Я увидел, как у бабушки Вари задрожали руки, и подумал, что они опять ссорятся из-за каких-то родственников.
– Не надо, мама, – вздохнул папа и замолчал.
– Я всегда прихожу на помощь семье в моменты кризиса, – заявила бабушка Элла. – Предлагаю взять ребенка к себе, где он будет огражден от всей этой русской дикости. Боже мой, – возмущалась Элла, – главное, к кому ушла? К какому-то уроду!
– Мама, пожалуйста, давай не будем это обсуждать, но, если ты возьмешь Эдичку к себе на пару дней, я буду тебе очень признателен. Я просто раздавлен! – стонал папа.
– Во-первых, он не урод, а красавец, а во-вторых, мы и сами можем присмотреть за ребенком, – сказала бабушка Варя.
– Вы бы лучше поехали к дочери в трущобы, где она теперь живет, и убедили ее, что надо немедленно вернуться домой и не изображать из себя Настасью Филипповну. Здесь вам не Россия! – прошипела бабушка Элла.
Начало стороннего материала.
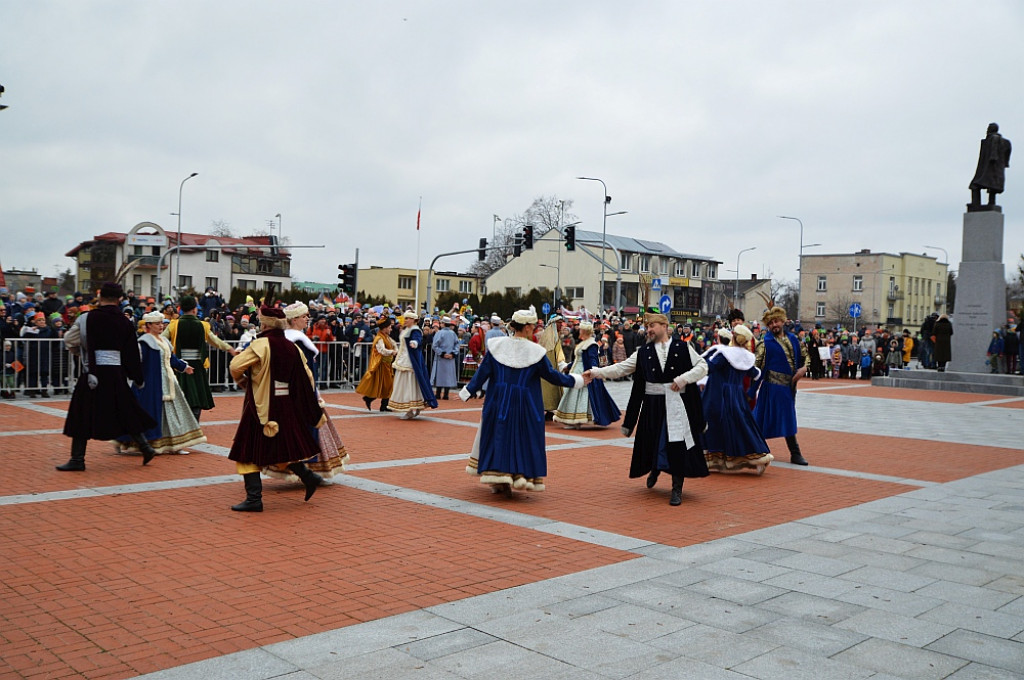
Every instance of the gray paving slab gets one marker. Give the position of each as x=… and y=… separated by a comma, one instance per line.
x=897, y=628
x=977, y=620
x=987, y=649
x=713, y=645
x=900, y=660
Через десять минут я уже был в «ягуаре», Элла села за руль, и мы поехали к ней в гости. Борьку оставили дома, Элла не переносила никаких животных, кроме своего жуткого кота Барона. Борька жалобно махал хвостом и чуть не плакал от обиды. Я знал, что мне будет очень скучно, хотя дедушка Джордж и пытался меня развлекать: учил играть в карты и занимался со мной географией на огромном глобусе, стоявшем у него в кабинете.
Всю дорогу Элла ругала маму, иностранцев и дурацкое правительство, которое разрешило всей этой черни вылезти из своих нор, а всяким там Дейвам, которых раньше в приличный дом и на порог не пускали, дозволило знакомиться с приличными женщинами. Под воркотню Эллы я тихонько заснул и проснулся уже тогда, когда мы въезжали в ее деревню. Я начал читать названия улиц: вот Пуддинговая аллея, а вот переулок Пирогов и Пышек.
Эта деревня была совсем не похожа на русскую деревню, куда мы с бабушкой ездили на дачу. Скорей она напоминала маленький уютный городок типа Петергофа или Пушкина. Правда, в этой деревне не было ни фонтанов, ни музеев, ни дворцов. Вдоль чистенькой, аккуратненькой улицы тянулись чистенькие, аккуратненькие домики, дома и даже домищи. Перед каждым домом был красивый палисадник, в котором благоухали великолепные цветы, трава и кусты были аккуратно подстрижены, к домам вели дорожки самой причудливой формы из разноцветного кирпича и камня. Некоторые садики украшала скульптура: гномы, памятники любимым собакам, даже амуры, писающие в фонтан.